Robert Habeck mit einem Stück der neuen Stromleitung Neuconnect © APA - Austria Presse Agentur

Nach jahrelanger Planung hat im norddeutschen Wilhelmshaven die Bauphase für eine erste, mehr als 700 Kilometer lange Stromleitung durch die Nordsee zwischen Großbritannien und Deutschland begonnen. Das Stromkabel werde die Energienetze der beiden Länder verbinden und für Flexibilität beim Transport von erneuerbaren Energien sorgen, sagte der deutsche Wirtschaftsminister Robert Habeck (Grüne) bei einem symbolischen Spatenstich am Dienstag.

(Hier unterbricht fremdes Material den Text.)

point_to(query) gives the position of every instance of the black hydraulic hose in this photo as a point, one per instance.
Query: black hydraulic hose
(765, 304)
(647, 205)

"Je vernetzter Europa ist, je größer das Netzwerk ist, umso effizienter kann das System gefahren und gesteuert werden und das große Ziel der Dekarbonisierung, also einer klimaneutralen Stromversorgung, umgesetzt werden", so Habeck. Er sprach von einem "wirklich großen Projekt", dass auch Schwerpunktregionen der Windstromerzeugung der beiden Länder miteinander vernetze.

Vor allem überschüssiger Windstrom, der in der deutschen Nordsee produziert wird, bisher aber wegen Engpässen im Stromnetz an Land nicht weitertransportiert werden kann, könnte über das Seekabel nach Großbritannien exportiert werden. Das Vereinigte Königreich importiert zurzeit mehr Strom als es exportiert.

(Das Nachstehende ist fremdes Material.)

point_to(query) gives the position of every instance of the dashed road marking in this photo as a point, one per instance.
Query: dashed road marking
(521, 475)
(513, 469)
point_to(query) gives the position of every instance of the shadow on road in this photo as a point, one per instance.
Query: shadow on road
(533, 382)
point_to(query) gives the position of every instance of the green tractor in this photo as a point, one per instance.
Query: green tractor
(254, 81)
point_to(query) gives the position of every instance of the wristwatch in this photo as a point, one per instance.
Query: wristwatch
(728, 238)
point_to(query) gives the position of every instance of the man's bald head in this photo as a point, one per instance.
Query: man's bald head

Der deutsche Vizekanzler nahm zusammen mit dem britischen Staatsminister für Handelspolitik, Gregory Hands, weiteren Politikerinnen und Projektverantwortlichen den Spatenstich für das "Neuconnect"-Projekt vor. Ende 2016 hatten die Planungen dafür begonnen. In Großbritannien liefen die Bauarbeiten bereits an. Das Kabel, das weitgehend durch die Nordsee verläuft, soll 2028 in Betrieb gehen.

Von einem "symbolträchtigen Moment für beide Länder" sprach der Brite Hands. Die neue Stromleitung sei ein "Leuchtturmprojekt", das verdeutliche, wie eng Deutschland und das Vereinigte Königreich zusammenarbeiteten, um die beiden Volkswirtschaften klimaneutral zu machen. "Wir wollen die Nordsee zur Europas Drehscheibe für grüne Energie machen und die Zusammenarbeit zwischen Deutschland und Großbritannien wird entscheidend sein, um dies zu erreichen."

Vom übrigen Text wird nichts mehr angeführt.